According to legal expert Quirine van Maanen, going into business together is a bit like marriage.
“Sometimes there can be hesitancy and it’s a bit like a courtship,” she explains. “First of all we’ll dance around each other and maybe have a little kiss, then we’ll see if we like each other and then you might do the formal part…”
Of course, the mergers and acquisitions specialist from the Netherlands is not suggesting you actually get up close and personal with a potential partner or investor, but there’s a lot to be said for a corporate courtship when it comes to sharing your hopes and dreams – and profits – with someone else.
The joy of shared values
We know there’s a lot to gain from collaboration, like fresh inspiration, new skills, sharing burdens and resources and companionship, but what should you look for before taking the plunge?
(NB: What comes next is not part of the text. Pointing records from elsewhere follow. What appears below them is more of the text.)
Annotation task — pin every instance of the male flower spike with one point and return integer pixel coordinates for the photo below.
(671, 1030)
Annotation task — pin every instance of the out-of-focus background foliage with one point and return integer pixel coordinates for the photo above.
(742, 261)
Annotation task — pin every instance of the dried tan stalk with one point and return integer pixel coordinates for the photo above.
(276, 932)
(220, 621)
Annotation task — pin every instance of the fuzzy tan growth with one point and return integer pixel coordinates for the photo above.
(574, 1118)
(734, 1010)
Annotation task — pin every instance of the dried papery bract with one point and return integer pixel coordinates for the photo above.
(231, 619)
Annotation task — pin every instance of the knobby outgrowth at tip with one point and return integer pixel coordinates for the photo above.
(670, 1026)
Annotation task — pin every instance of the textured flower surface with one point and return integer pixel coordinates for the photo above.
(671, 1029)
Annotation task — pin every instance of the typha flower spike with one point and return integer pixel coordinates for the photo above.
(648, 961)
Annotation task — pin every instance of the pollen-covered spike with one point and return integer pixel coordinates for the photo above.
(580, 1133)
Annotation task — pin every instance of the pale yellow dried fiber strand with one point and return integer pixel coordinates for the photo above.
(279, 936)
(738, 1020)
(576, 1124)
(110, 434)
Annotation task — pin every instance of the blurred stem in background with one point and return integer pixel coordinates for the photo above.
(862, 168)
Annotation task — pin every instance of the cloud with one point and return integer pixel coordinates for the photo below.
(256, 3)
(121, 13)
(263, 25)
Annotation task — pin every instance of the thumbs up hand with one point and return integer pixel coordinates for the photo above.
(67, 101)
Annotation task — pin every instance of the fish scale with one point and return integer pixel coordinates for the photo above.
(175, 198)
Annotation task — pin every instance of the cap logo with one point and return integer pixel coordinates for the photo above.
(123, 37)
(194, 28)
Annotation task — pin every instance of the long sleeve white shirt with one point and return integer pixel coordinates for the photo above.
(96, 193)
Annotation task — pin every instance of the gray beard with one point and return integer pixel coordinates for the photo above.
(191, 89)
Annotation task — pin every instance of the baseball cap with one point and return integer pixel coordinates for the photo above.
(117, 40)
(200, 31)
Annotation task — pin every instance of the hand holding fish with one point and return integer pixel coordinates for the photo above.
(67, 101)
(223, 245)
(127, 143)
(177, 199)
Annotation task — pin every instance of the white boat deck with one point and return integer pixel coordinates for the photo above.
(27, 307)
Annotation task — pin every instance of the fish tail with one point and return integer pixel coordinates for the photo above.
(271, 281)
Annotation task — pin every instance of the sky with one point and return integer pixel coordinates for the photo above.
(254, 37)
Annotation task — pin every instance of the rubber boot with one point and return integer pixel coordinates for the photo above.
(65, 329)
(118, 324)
For Quirine, it all starts with understanding what you’re lacking yourself and finding a common direction.
“It’s not something you can contract,” she says. “It can be intuition and a gut feeling – do I like you? Do I want to work with you? – but it also has to be based on trust and common values. If you’re both serious entrepreneurs and you both have an idea of where you’re going, you can help each other; there’s a synergy and you can move forward on that.”
This is an area with which Quirine is familiar, particularly as she herself provides legal and strategic advice to start-ups. To use the old ‘opposites attract’ analogy, she often finds that the best partnerships are those where the collaborators are different characters with one the entrepreneur, the other a visionary.
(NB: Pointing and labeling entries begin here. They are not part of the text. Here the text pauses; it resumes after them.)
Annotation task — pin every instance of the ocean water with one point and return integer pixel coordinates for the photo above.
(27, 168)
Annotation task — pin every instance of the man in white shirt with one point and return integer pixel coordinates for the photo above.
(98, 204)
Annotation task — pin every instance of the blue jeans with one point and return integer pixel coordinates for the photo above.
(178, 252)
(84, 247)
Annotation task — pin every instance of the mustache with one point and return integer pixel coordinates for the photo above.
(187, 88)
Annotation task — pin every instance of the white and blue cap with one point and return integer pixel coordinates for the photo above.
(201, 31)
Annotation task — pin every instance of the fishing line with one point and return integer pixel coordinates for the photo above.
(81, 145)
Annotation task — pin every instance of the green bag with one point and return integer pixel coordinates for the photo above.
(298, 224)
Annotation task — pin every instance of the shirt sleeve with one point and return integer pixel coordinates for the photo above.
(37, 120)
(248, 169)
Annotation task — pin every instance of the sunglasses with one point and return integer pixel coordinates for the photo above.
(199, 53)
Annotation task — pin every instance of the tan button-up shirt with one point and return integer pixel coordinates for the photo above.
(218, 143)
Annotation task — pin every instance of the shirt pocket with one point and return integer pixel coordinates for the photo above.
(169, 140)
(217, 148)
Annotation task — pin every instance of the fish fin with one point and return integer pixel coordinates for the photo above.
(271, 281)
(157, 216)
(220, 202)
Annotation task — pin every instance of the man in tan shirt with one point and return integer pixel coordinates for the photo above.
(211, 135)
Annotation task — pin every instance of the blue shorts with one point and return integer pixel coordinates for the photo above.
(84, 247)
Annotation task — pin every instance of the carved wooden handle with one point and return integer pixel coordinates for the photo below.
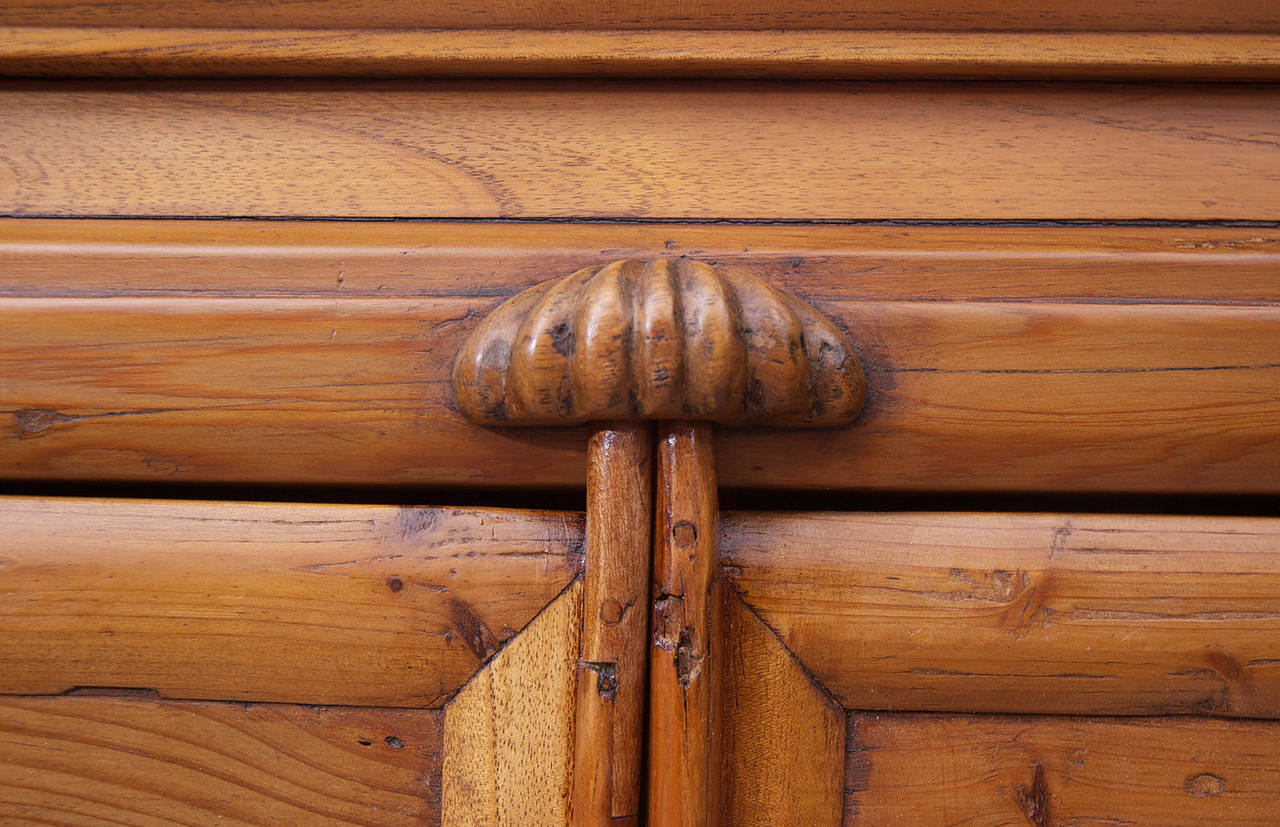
(658, 339)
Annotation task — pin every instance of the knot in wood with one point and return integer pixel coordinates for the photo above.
(658, 339)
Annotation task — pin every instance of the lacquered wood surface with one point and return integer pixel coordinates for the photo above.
(946, 770)
(784, 736)
(613, 658)
(508, 734)
(999, 612)
(135, 761)
(711, 14)
(990, 263)
(351, 604)
(128, 51)
(685, 681)
(543, 150)
(961, 396)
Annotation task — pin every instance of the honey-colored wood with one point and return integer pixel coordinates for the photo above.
(961, 396)
(945, 770)
(784, 736)
(103, 759)
(348, 604)
(87, 257)
(1001, 612)
(685, 682)
(658, 339)
(612, 667)
(129, 51)
(647, 150)
(508, 734)
(1123, 16)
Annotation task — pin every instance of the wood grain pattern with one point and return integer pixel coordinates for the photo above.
(87, 257)
(613, 661)
(945, 770)
(127, 51)
(685, 681)
(658, 339)
(352, 604)
(94, 759)
(508, 734)
(543, 150)
(1005, 612)
(963, 396)
(731, 14)
(784, 736)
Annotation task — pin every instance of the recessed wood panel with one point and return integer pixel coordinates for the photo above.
(92, 761)
(508, 738)
(352, 604)
(784, 736)
(543, 150)
(1001, 612)
(946, 770)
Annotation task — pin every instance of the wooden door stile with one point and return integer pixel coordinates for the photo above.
(685, 682)
(612, 661)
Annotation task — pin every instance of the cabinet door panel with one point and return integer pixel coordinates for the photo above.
(986, 770)
(348, 604)
(1002, 612)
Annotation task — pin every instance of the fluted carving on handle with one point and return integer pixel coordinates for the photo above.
(658, 339)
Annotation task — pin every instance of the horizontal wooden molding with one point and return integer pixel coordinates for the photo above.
(1013, 612)
(1174, 16)
(1000, 359)
(333, 604)
(656, 150)
(132, 51)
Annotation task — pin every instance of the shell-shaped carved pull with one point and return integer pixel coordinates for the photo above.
(658, 339)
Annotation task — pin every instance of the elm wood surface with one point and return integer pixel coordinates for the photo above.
(129, 51)
(945, 770)
(963, 396)
(612, 665)
(352, 604)
(784, 736)
(508, 734)
(685, 681)
(1004, 612)
(711, 14)
(88, 257)
(540, 150)
(103, 759)
(658, 339)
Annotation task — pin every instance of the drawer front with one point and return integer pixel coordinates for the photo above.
(997, 359)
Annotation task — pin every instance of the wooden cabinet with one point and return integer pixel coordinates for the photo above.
(917, 465)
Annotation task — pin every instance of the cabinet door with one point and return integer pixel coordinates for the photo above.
(168, 661)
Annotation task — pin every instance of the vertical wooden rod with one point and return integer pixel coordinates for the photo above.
(684, 682)
(613, 661)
“Someone can be the extrovert, the other the introvert. One is on the inside of the company and the other is the face of the company. If you don’t want to be the front-runner, you have to be prepared to contribute to the other person’s success. Both of you should fully understand and respect the different roles and understand that you need each other because you can’t survive or be successful without the other.”
Time to make a commitment…
So, once you’ve found the one, as it were, how do you go about formalising your partnership? To channel the celebrity vibe – think Kim and Kanye – a business pre-nup is a good way to go.
“You can draft an agreement or a term sheet detailing certain phases, certain milestones. It can be a living document so that changes can be made if you both agree, but you have to ask yourselves ‘are we moving forward?’ ‘are we hitting the milestones?’. As you hit the milestones, you get to the go/no-go point and this makes everything clearer. Everyone should understand what their responsibilities are and what the end point is. And of course if you have a document and you have to put your signature on it, that’s the emotional tie – I have signed for this.”
And finally… show your vulnerability
So, if you’re ready to look for that special person, Quirine has one last piece of advice.
“Know what you haven’t got and be honest about it,” she says emphatically. “Decide what you want and don’t rush the initial ‘friendship’ stages. And don’t be afraid to reach out to your network, your contacts can help you or put you in front of someone else who can.”
You see? Even blind dates can lead to lasting relationships.